Petit focus sur un cinéaste de la première personne, Benoît Grimalt, avec deux films touchant de près ou de loin à l’esprit "soap" de ce soir, entrecoupés d’un intermède conçu par Valérie Mréjen, tel un hommage aux commanditaires des premiers feuilletons radiophoniques et télévisuels américains qu’étaient les vendeurs de savon et autres produits ménagers.
→ Projection suivie d’une rencontre avec Benoît Grimalt
• Un matelas de trop
Film tout juste terminé, "Un matelas de trop" nous conte les déboires du réalisateur à trouver un lit confortable lors de son aménagement à Nantes. Au travers de courts chapitres, Benoît Grimalt passe en revue les stratagèmes pour accomplir sa quête.

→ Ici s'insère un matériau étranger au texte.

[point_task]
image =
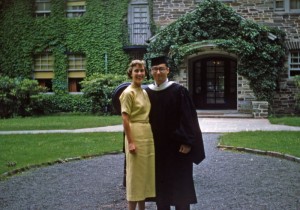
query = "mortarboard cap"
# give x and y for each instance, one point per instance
(159, 60)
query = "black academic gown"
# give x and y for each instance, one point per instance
(174, 121)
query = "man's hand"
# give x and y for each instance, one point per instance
(185, 149)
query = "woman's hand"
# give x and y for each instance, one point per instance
(185, 149)
(131, 147)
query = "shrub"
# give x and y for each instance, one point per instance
(54, 103)
(19, 96)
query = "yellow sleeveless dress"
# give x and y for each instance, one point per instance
(140, 168)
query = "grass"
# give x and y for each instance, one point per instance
(32, 149)
(287, 142)
(35, 149)
(63, 121)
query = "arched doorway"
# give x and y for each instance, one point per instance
(214, 82)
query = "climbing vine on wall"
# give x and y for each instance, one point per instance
(260, 58)
(96, 34)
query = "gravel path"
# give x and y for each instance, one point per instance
(224, 180)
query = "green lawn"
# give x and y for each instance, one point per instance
(53, 122)
(31, 149)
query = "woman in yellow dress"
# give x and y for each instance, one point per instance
(139, 145)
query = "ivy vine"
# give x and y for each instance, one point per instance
(260, 59)
(96, 33)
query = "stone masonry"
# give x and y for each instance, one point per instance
(260, 11)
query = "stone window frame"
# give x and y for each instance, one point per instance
(76, 68)
(42, 8)
(75, 8)
(284, 6)
(44, 62)
(43, 69)
(145, 26)
(294, 63)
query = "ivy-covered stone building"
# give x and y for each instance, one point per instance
(231, 54)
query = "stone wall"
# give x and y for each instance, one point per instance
(261, 11)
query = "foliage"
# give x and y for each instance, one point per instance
(99, 89)
(96, 33)
(297, 83)
(19, 96)
(55, 103)
(260, 59)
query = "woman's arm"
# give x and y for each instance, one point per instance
(131, 145)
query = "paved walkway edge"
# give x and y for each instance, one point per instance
(58, 161)
(260, 152)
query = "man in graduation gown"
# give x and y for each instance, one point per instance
(177, 139)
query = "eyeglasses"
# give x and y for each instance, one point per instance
(156, 69)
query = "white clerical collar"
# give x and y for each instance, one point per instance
(162, 86)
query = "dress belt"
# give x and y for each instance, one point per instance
(140, 121)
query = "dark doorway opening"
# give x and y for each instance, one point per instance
(215, 83)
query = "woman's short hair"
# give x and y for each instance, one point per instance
(133, 64)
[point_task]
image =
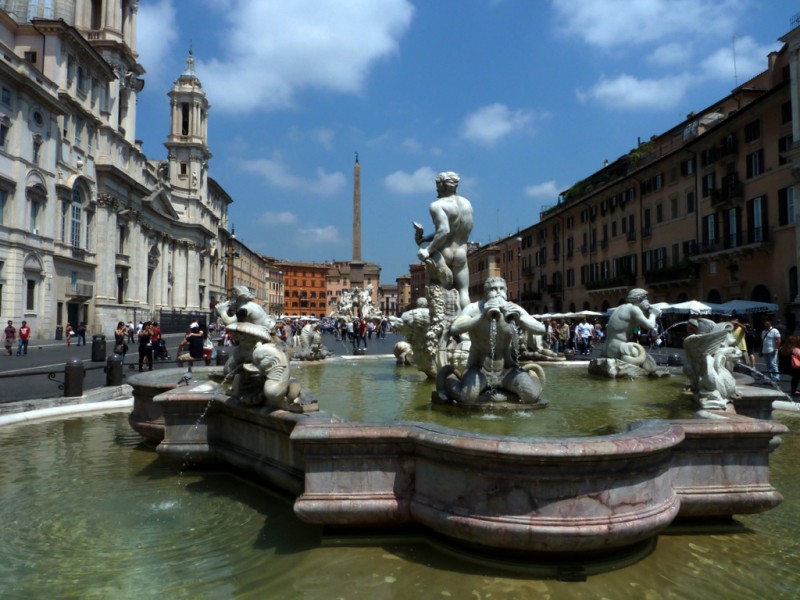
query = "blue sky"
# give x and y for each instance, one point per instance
(521, 97)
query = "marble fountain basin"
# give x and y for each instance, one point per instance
(562, 495)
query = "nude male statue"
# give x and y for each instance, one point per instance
(637, 312)
(491, 324)
(446, 249)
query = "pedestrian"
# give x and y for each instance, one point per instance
(24, 336)
(790, 354)
(146, 346)
(120, 333)
(9, 336)
(191, 347)
(770, 342)
(81, 333)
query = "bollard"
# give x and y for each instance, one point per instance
(222, 356)
(114, 370)
(98, 348)
(73, 378)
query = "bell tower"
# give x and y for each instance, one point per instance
(187, 143)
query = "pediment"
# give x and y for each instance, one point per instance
(159, 202)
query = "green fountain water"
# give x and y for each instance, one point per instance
(89, 511)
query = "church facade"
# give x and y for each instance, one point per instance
(91, 229)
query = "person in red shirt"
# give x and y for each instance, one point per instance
(10, 336)
(24, 335)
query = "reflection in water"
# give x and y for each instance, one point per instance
(375, 391)
(88, 511)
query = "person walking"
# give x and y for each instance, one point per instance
(120, 334)
(770, 342)
(788, 357)
(24, 336)
(9, 336)
(146, 346)
(80, 332)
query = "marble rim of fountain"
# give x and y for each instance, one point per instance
(578, 495)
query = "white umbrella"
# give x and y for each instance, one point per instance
(746, 307)
(688, 307)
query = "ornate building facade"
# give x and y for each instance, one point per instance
(90, 228)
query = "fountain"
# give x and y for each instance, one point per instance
(533, 495)
(521, 491)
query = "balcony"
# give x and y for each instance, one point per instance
(671, 274)
(80, 290)
(730, 192)
(621, 281)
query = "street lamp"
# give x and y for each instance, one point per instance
(230, 255)
(519, 270)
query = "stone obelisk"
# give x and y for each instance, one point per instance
(357, 264)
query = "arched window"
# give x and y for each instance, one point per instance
(76, 213)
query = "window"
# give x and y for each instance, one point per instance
(184, 119)
(30, 296)
(37, 148)
(661, 258)
(35, 217)
(786, 207)
(757, 220)
(78, 130)
(733, 228)
(784, 145)
(709, 231)
(709, 183)
(83, 81)
(76, 210)
(752, 131)
(755, 163)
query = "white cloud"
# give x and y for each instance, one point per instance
(325, 137)
(626, 91)
(411, 145)
(547, 190)
(276, 174)
(285, 47)
(623, 23)
(489, 124)
(273, 219)
(156, 33)
(319, 235)
(674, 53)
(420, 181)
(751, 59)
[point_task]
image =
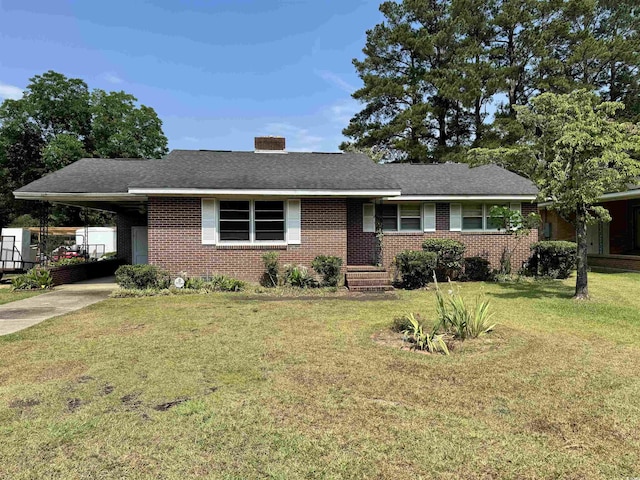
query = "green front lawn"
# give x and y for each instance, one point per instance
(6, 295)
(277, 388)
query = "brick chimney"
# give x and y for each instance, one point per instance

Résolument sarcastique, ce feuilleton impressionne par son économie de moyens : une voix off, quelques objets, et comme unique décor, un appartement vide. Pourtant, il s’en passe des choses au quoditien !
• Retour à Genoa City
"Mémé et son frère Tonton Thomas regardent le même feuilleton, tous les jours à la même heure, depuis 1989. Vingt ans après mon départ de Nice, je reviens les voir pour qu’ils me racontent les 3827 épisodes que j’ai manqués." Ainsi se résume cette plongée cocasse dans l’univers impitoyable d’une famille de Genoa City, ville imaginaire du soap opera américain "Les Feux de l’Amour", où se mêlent avec tendresse et drôlerie les souvenirs d’une famille d’origine napolitaine immigrée d’Alger, dont est issu le cinéaste.
• Manufrance
A partir d’extraits de catalogues Manufrance des années 70 - célèbre fabriquant d’armes de chasse, puis d’articles pour la maison de 1887 à 1985 - , Valérie Mréjen brosse le portrait de la femme au foyer idéale qui sommeille en chacun de nous.